Commendable though the initiative is, its success is not guaranteed. At present, only around 31 crore of 94 crore workers are on the e-Shram portal, whose integration with ESIC is still in its early stages in many States. Labour Minister Mansukh Mandaviya also failed to address how a woman working in a garment home unit or as a domestic worker could access the longer maternity leave if she has no ‘employer’. Annual check-ups for women also warrant specific medical staff needs whereas many ESIC camps are crowded and dominated by men. As with many of its predecessors, the programme does not address the opportunity costs of accessing health care, forcing workers to continue contending with lost wages.
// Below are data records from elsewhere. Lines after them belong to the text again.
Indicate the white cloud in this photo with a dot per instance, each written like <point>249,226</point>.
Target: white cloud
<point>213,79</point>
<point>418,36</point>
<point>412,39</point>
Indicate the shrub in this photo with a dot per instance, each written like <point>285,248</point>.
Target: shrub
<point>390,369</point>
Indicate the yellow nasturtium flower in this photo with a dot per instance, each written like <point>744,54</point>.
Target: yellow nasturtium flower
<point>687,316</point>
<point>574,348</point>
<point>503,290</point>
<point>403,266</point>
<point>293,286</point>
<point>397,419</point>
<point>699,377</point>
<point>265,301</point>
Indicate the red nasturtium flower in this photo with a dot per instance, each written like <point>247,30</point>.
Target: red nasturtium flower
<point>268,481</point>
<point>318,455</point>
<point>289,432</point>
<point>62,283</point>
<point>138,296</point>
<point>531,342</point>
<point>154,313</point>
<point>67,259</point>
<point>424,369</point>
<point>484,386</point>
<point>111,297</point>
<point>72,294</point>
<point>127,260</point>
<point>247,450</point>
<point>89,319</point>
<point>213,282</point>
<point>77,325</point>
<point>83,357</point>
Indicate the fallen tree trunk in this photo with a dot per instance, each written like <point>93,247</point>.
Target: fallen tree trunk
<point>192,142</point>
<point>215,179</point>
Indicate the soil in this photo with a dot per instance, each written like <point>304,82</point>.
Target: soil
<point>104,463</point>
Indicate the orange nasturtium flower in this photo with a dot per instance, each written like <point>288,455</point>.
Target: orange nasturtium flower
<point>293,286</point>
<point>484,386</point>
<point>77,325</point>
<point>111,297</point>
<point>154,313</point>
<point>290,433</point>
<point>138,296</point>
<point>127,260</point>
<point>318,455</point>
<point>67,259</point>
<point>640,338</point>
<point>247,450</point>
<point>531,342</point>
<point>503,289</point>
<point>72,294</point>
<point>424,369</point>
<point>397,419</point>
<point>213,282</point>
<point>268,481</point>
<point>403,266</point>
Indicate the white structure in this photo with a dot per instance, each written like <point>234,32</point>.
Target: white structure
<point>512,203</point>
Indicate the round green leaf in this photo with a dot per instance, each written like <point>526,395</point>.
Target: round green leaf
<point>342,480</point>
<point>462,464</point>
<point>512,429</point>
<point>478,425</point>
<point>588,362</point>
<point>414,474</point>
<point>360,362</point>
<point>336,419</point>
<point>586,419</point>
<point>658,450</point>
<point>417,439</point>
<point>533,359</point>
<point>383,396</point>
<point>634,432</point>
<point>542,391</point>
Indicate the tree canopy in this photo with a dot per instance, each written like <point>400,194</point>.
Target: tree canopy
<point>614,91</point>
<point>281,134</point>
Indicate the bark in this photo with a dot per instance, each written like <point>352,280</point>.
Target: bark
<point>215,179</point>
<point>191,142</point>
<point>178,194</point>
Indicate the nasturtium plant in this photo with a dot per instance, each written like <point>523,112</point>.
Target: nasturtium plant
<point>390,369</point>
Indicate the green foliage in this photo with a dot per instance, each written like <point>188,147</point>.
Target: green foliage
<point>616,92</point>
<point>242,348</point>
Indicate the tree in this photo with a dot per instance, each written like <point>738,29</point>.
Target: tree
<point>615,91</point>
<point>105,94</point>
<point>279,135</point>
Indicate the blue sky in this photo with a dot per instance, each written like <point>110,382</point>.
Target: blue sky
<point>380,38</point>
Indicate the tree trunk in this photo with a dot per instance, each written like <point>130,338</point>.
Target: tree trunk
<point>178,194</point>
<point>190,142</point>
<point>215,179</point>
An ESIC facility may also refer a worker to another centre if it lacks the resources for specific tests, leading to repeat visits and added time and cost. The new programme focuses predominantly on non-communicable diseases such as diabetes and hypertension. Heat-related illnesses are not explicitly recognised as occupational diseases under the ESI Act whereas construction and agriculture workers are most at risk of them. Waste-pickers and sanitation workers on the other hand face greater risk of infectious diseases such as hepatitis and leptospirosis. The scheme offers screening but does not mandate proactive vaccination. The government must meet workers where they are, through mobile occupational health units and — as the OSH Code 2020 stipulates for organised workers — at their places of work, and provide tokens to compensate them for time spent on check-ups. Otherwise, any scheme of this nature will not improve upon the already deficient system.